Las comunidades autónomas, gobernadas por partidos de todos los colores,
ofrecieron plazas sin que sus presidentes advirtieran de la desaparición de
España, la sustitución de su población o el derrumbe de nuestra cultura.
Hasta febrero de 2026, más de 264
000 desplazados de Ucrania habían recibido protección temporal en nuestro país.
Llegaron a ser muchos más que los extranjeros que entraron en Ceuta a finales
de julio, pero nunca fueron presentados como una amenaza para la integridad
territorial. Eran refugiados. Personas que escapaban de una guerra. Familias
necesitadas de ayuda.
En Ceuta, en cambio, se impuso
otro vocabulario. Los que llegaban ya no eran refugiados ni personas, sino una
avalancha, una invasión o una masa. No huían ni buscaban una vida mejor:
asaltaban España. No necesitaban protección: amenazaban nuestra soberanía. La
diferencia no reside solamente en las circunstancias de ambas llegadas. También
está en el origen, el color de la piel, la religión y la posición social de
quienes protagonizaron cada movimiento.
Conviene comenzar reconociendo lo
evidente. Lo ocurrido en Ceuta fue una emergencia extraordinaria. Las
estimaciones iniciales oscilaron entre 50 000 y más de 70 000 entradas en unas
horas. No todos eran marroquíes: también había numerosos migrantes
subsaharianos. La mayoría regresó o fue devuelta rápidamente y Reuters
calculaba pocos días después que permanecían entre 3 000 y 5 000. Pero
concentrar decenas de miles de personas en una ciudad de 84 000 habitantes y
apenas 18,5 kilómetros cuadrados desborda cualquier capacidad asistencial.
Hubo muertes, hacinamiento,
alteraciones del orden, falta de alojamiento y una frontera sobrepasada. Era
imprescindible movilizar policías, sanitarios, servicios sociales y medios
militares. El Ejército no fue enviado necesariamente a combatir una invasión:
proporcionó vigilancia, alojamientos, suministros y capacidad logística. Una
emergencia real exige medios extraordinarios. Hasta aquí, poco hay que
discutir.
El problema comienza cuando una
crisis fronteriza se convierte en una narración bélica y las personas son
transformadas en un ejército enemigo. Vox habló de «verdadera invasión», pidió
el cierre de la frontera, la intervención militar y expulsiones colectivas.
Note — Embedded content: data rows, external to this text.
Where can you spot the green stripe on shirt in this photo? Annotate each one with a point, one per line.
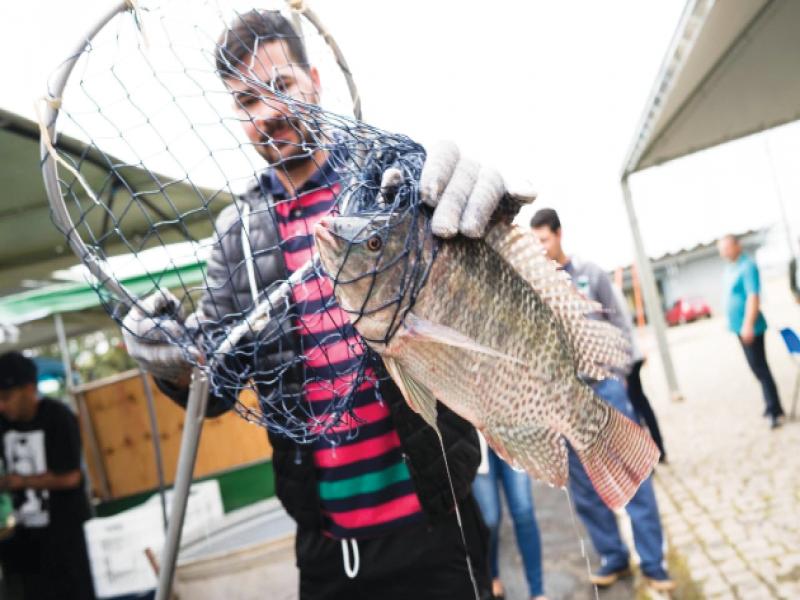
(363, 484)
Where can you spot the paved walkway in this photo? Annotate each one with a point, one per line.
(730, 498)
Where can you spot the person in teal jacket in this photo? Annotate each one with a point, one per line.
(742, 288)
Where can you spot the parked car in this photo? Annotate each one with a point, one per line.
(686, 310)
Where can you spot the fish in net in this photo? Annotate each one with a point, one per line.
(184, 207)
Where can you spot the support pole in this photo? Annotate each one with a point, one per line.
(151, 412)
(192, 427)
(652, 303)
(63, 348)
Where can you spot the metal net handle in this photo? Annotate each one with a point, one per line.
(300, 7)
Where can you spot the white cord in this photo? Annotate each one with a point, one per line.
(351, 572)
(248, 252)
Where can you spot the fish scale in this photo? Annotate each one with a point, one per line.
(497, 334)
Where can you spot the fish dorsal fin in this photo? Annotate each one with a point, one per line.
(596, 345)
(418, 397)
(427, 331)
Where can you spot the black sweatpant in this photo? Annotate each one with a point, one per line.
(423, 562)
(757, 359)
(642, 405)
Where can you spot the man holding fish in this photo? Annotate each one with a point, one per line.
(376, 514)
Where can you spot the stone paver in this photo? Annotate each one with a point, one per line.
(730, 496)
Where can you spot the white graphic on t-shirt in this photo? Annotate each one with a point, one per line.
(25, 455)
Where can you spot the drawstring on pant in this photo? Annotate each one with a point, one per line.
(351, 572)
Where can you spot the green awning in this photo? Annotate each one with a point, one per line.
(40, 303)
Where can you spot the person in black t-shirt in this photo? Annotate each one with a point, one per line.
(41, 449)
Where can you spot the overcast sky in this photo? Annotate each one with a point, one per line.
(546, 91)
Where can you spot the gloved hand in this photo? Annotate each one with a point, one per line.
(158, 337)
(463, 194)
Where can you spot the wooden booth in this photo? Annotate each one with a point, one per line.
(118, 438)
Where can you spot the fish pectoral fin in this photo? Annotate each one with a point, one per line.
(537, 449)
(418, 396)
(442, 334)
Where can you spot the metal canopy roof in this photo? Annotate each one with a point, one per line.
(732, 69)
(32, 248)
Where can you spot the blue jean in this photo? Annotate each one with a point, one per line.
(517, 490)
(601, 522)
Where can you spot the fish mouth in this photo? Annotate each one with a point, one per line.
(324, 234)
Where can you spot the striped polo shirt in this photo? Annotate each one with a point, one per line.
(364, 484)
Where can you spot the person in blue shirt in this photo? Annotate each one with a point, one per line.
(599, 520)
(742, 304)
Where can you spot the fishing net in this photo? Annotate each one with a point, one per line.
(165, 129)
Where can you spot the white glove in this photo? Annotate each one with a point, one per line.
(158, 338)
(463, 194)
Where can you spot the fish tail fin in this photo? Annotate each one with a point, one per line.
(621, 459)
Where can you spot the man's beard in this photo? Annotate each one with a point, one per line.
(287, 153)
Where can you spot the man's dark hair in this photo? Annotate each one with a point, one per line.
(248, 31)
(546, 217)
(16, 370)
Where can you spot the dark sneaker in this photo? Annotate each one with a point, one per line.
(608, 577)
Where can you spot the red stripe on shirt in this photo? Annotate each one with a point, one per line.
(375, 515)
(317, 391)
(345, 455)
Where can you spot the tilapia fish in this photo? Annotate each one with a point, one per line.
(496, 332)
Algunos de sus dirigentes extendieron sus acusaciones a las organizaciones
humanitarias, como si asistir a seres humanos heridos o hambrientos equivaliera
a colaborar con el enemigo. El PP utilizó un lenguaje menos homogéneo, pero
varios de sus dirigentes asumieron conceptos similares y propusieron
devoluciones automáticas que la Fiscalía recordó que no son legalmente
posibles, especialmente cuando afectan a menores.
La comparación europea ayuda a
recuperar cierta perspectiva. Hasta la irrupción extraordinaria de Ceuta,
España ni siquiera era el principal punto de entrada irregular en la Unión
Europea. Según Frontex, durante los siete primeros meses de 2026 las rutas
marítimas españolas habían registrado unas 13 300 detecciones, frente a más de
16 400 en el Mediterráneo central, dirigido principalmente hacia Italia, y más
de 20 200 en el Mediterráneo oriental, cuyo destino principal era Grecia.
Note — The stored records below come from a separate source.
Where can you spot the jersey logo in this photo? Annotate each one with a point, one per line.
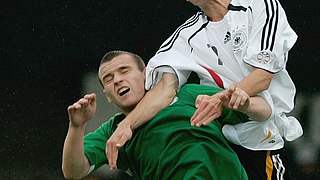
(215, 50)
(227, 38)
(264, 57)
(239, 39)
(267, 137)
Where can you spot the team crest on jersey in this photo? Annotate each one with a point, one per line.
(239, 40)
(264, 57)
(227, 38)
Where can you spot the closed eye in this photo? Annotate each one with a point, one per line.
(124, 70)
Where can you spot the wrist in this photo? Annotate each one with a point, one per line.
(77, 127)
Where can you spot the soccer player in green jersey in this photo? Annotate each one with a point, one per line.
(166, 147)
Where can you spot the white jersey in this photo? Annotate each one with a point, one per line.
(254, 33)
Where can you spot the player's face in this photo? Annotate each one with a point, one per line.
(123, 82)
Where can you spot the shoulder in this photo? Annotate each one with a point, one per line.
(111, 124)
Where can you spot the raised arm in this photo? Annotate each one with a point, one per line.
(75, 165)
(210, 107)
(160, 96)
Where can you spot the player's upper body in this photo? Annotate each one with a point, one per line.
(168, 147)
(253, 34)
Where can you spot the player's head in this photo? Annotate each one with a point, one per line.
(122, 76)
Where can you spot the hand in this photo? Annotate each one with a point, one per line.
(120, 136)
(239, 100)
(208, 109)
(82, 110)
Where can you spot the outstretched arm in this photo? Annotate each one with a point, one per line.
(75, 165)
(210, 107)
(155, 100)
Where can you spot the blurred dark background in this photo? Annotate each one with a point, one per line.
(46, 47)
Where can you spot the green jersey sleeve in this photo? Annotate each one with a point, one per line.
(95, 142)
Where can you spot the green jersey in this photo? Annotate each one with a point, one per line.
(168, 147)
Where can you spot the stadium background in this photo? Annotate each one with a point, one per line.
(48, 49)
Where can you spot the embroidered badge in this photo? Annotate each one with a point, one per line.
(227, 38)
(264, 57)
(239, 39)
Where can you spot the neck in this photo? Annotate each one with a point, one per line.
(216, 10)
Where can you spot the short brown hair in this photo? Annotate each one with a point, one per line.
(112, 54)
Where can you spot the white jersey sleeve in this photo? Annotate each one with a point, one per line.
(271, 36)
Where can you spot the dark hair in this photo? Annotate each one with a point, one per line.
(112, 54)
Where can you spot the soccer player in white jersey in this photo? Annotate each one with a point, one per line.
(242, 44)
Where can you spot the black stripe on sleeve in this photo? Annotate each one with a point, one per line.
(186, 24)
(265, 25)
(177, 35)
(236, 8)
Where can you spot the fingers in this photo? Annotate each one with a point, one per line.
(83, 102)
(209, 118)
(200, 99)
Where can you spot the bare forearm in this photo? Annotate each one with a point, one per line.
(74, 163)
(153, 102)
(257, 81)
(258, 109)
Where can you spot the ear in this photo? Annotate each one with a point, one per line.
(107, 96)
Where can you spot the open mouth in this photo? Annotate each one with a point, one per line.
(124, 90)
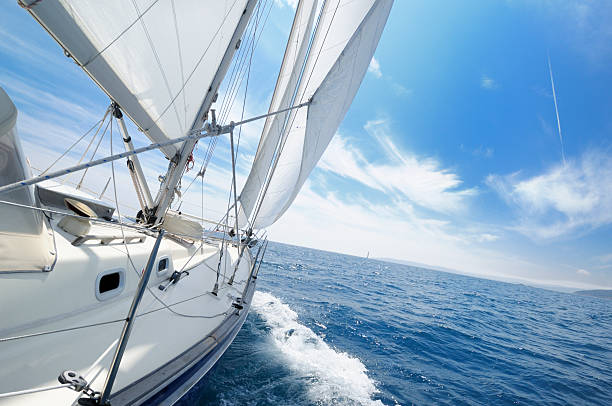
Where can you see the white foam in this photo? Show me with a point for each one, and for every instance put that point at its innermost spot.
(335, 377)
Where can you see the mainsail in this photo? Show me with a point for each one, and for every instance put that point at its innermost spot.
(156, 58)
(345, 40)
(288, 79)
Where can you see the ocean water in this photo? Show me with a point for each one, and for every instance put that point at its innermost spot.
(331, 329)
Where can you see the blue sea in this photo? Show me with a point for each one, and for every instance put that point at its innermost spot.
(332, 329)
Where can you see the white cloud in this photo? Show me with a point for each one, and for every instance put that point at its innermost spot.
(488, 83)
(400, 90)
(354, 225)
(374, 68)
(402, 175)
(565, 199)
(486, 237)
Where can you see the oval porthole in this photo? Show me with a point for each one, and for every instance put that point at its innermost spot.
(110, 283)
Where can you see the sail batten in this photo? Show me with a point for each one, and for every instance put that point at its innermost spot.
(158, 79)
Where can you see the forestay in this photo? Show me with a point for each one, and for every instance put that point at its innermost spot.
(155, 58)
(344, 42)
(288, 80)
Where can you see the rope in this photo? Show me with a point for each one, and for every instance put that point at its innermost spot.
(35, 390)
(288, 125)
(63, 330)
(77, 141)
(94, 153)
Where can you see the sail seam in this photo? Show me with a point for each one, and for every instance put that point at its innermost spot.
(197, 65)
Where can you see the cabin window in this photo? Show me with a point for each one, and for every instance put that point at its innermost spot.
(110, 283)
(163, 265)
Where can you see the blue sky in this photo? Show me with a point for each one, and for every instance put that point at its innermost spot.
(450, 155)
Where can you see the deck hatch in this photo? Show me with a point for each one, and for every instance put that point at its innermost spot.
(110, 283)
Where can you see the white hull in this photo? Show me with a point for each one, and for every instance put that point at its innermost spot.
(64, 298)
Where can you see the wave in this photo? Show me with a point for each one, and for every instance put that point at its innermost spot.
(334, 377)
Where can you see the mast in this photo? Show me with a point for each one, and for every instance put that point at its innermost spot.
(177, 164)
(140, 182)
Grecia e Italia acumulaban juntas casi tres veces más llegadas marítimas que
España sin que nadie afirmara que la integridad territorial de ambos países
hubiera desaparecido. Frontex advierte, eso sí, que su balance no incorporaba
todavía el episodio de Ceuta.
El panorama general es claro: la
llegada irregular de inmigrantes por mar forma parte de una realidad europea
persistente. Italia y Grecia la soportan desde hace años en proporciones
superiores a las españolas. Se habla de control fronterizo, acogida,
devoluciones y solidaridad comunitaria, pero no siempre se presenta cada
desembarco como una operación contra la soberanía nacional.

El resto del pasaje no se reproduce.